Logging -- boring but really useful
You start a command line program and you don’t get any feedback, just a blinking prompt. Not the best of feelings… Is the program actually doing something or is it just idling?
The easiest way to fix that is a bit of feedback on the command line. While print
statements generally do the job, it would be nice to also attach some more information, like the severity of the messages or even to be able to filter for different messages.
This is exactly the job of logging.
TL;DR
Logging is a structured way to output information from your program to the commandline and to the user.
The logging
module in Python is a very convenient way to set up up a logging infrastructure in Python.
Not all output is created equal
Before we dive into the Python part of this tutorial, we have to make a quick detour via the Linux command line.
After all, that is where the output will be visible.
The Linux command line distinguishes by default between two output streams: stdout
and stderr
, ‘‘standard out’’ and ‘‘standard error’’.
As the names suggest, the first one is for general information, the second one is meant for errors.
On the command line, we usually do not see much of a difference between the two streams. The difference only becomes apparent if we write the output of a program to file. The command
foo > bar.txt
writes the output of the program foo
to the file bar.txt
.
However, not all the output, only stdout
is written to file by default.
If foo
throws an error, it will still be displayed on the command line.
If you really want to move all output of a program to a file, i.e. stdout
and stderr
, you have to use
foo &> bar.txt
The operator &>
writes both output streams to the file.
If you want to play with redirecting streams, you can use the following bash script
#!/bin/bash
set -eu
echo "Start" >&2
for i in $(seq 10)
do
echo "$i$
done
echo "End" >&2
The messages “Start” and “End” are written to stderr
.
If you use > bar.txt
, only numbers appear in the file.
The messages “Start” and “End” are displayed on the command line.
Only with &> bar.txt
, you see all messages in the file.
Managing output streams in Python
When we are logging in Python, we can decide which messages are sent to stdout
and which messages are sent to stdout
.
Messages in the logging package are classified in five levels DEBUG
,INFO
,WARNING
, ERROR
, and CRITICAL
.
General information is usually logged as INFO
, while additional information for developers can be logged as DEBUG
to facilitate the search for bugs.
Starting from WARNING
, we will send the information to stderr
instead of stdout
.
Let’s set up the logging
package:
- We import the package with
import logging
- We set up the handlers for the
stdout
andstderr
h_stdout = logging.StreamHandler(stream=sys.stdout)
h_stderr = logging.StreamHandler(stream=sys.stderr)

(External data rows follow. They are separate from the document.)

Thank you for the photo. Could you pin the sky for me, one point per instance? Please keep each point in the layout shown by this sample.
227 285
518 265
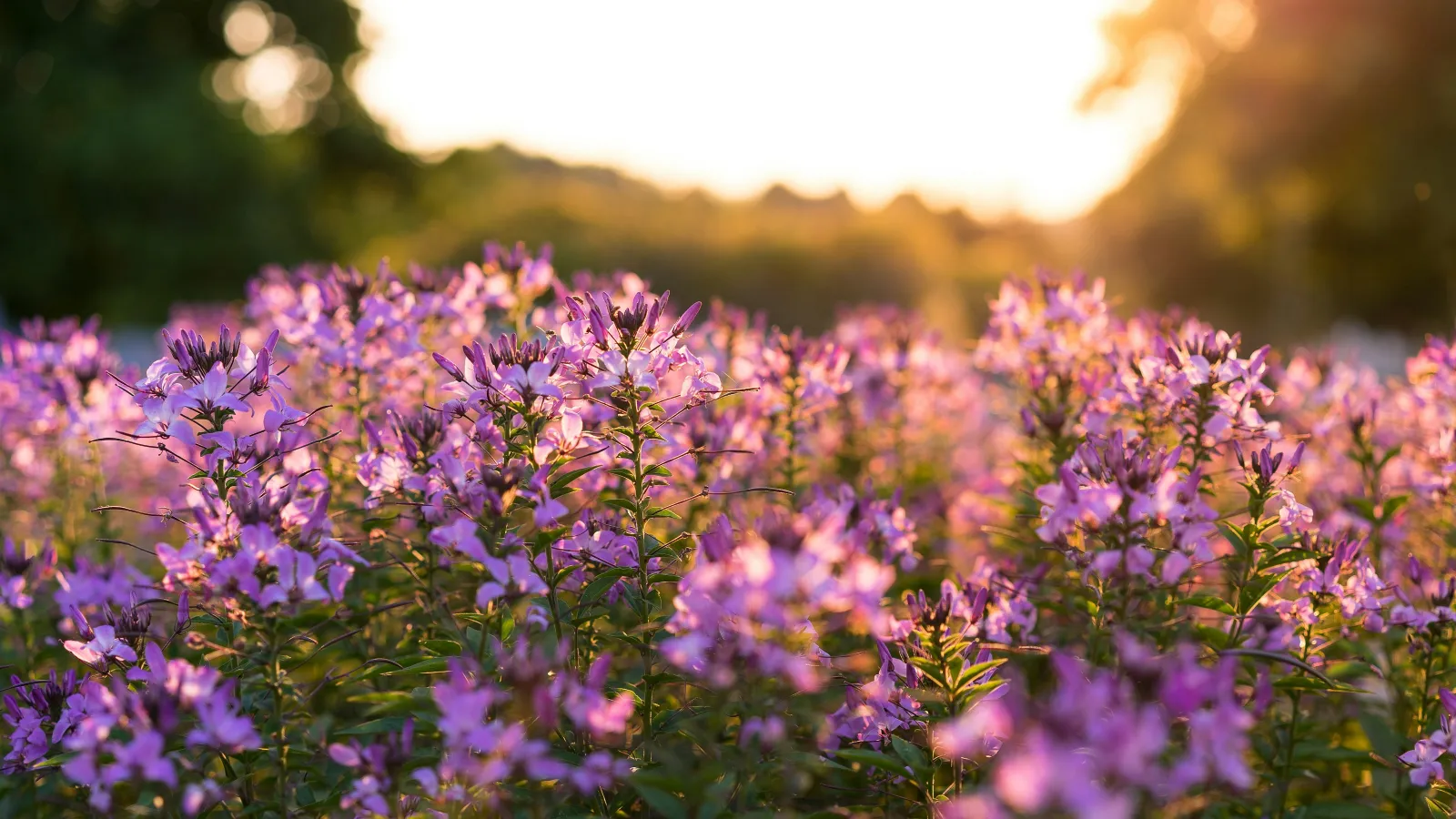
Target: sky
966 102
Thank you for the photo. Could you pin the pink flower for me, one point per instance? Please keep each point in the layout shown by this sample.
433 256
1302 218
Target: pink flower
296 579
213 394
101 647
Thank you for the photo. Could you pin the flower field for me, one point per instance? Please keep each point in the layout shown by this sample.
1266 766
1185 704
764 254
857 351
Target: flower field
499 542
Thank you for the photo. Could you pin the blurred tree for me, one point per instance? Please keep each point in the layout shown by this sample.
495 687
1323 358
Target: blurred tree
130 167
1310 172
800 258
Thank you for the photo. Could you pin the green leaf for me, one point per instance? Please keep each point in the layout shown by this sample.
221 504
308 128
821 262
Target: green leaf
871 758
601 584
1235 538
433 665
909 753
567 479
660 800
717 797
1315 683
448 647
1257 589
1215 637
388 724
1341 811
1208 602
1288 555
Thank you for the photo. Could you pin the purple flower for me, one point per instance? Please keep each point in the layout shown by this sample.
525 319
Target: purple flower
213 394
101 647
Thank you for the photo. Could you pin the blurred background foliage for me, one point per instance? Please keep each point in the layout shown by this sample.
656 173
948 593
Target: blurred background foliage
1309 177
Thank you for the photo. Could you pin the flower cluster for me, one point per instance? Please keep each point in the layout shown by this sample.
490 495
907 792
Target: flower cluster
491 541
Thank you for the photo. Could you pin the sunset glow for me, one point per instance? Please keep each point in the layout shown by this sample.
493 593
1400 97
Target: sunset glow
968 104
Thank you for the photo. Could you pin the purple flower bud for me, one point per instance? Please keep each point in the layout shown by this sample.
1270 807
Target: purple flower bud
184 611
449 366
261 370
688 318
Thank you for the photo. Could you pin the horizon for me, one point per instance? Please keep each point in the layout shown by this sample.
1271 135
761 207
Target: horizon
1018 145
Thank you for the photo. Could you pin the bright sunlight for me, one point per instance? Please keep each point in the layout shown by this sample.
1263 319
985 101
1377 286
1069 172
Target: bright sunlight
965 102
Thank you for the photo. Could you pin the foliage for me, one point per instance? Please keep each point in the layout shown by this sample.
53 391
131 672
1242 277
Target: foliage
495 542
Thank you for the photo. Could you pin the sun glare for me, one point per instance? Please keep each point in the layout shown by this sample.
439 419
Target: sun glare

- Since we do not want to add all messages to
stderr
, we add a filter. If we only add a single filter, you will see error messages twice, once instdout
and once instderr
. If you want to avoid that, you also have to set a filter for theh_stdout
handler.
h_stderr.addFilter(lambda record: record.levelno >= logging.WARNING)
- Finally, we have to tell the
logging
package about our configuration. Here, I added for convenience aFileHandler
which writes the log automatically to file. The file name can be chosen arbitrarily, here we assume that the program gets to input parametersa
andb
that we use to name the file.
logging.basicConfig(
level = args.level.upper(),
format = "%(asctime)s [%(levelname)s] %(message)s",
handlers = [
logging.FileHandler(f"main_{a:.2f}_{b:.2f}.log"),
h_stdout,
h_stderr
]
)
The full code
The snippets above are taken from a full example that you can find here.
This script just computes the addition of two numbers in a function add_numbers
(with a lot of logging surrounding it).
import numpy as np
import logging
import sys,os
def add_numbers(a,b):
"""Dummy function to add two numbers
Args:
a (float): First Number
b (float): Second Number
Returns:
Float: Addition of the two numbers
"""
return a+b
def main(args):
# Set up the logger
h_stdout = logging.StreamHandler(stream=sys.stdout)
h_stderr = logging.StreamHandler(stream=sys.stderr)
h_stderr.addFilter(lambda record: record.levelno >= logging.WARNING)
logging.basicConfig(
level = args.level.upper(),
format = "%(asctime)s [%(levelname)s] %(message)s",
handlers = [
logging.FileHandler(f"main_{a:.2f}_{b:.2f}.log"),
h_stdout,
h_stderr
]
)
#Start of main function
# Let's print the initial parameters given via the command line as INFO level
logging.info("=====================")
logging.info(f"Parameter a: {a:.2f}")
logging.info(f"Parameter b: {b:.2f}")
logging.info("=====================")
logging.debug(f"Starting computation with parameters {a} and {b}")
c=add_numbers(a,b)
logging.debug(f"End computation with parameters {a} and {b}")
logging.info(f"Result of computation: {c:.2f}")
# This is an execution guard.
# This parts only gets executed when you call the file directly via "python <....>"
if __name__ == "__main__":
main(2,3)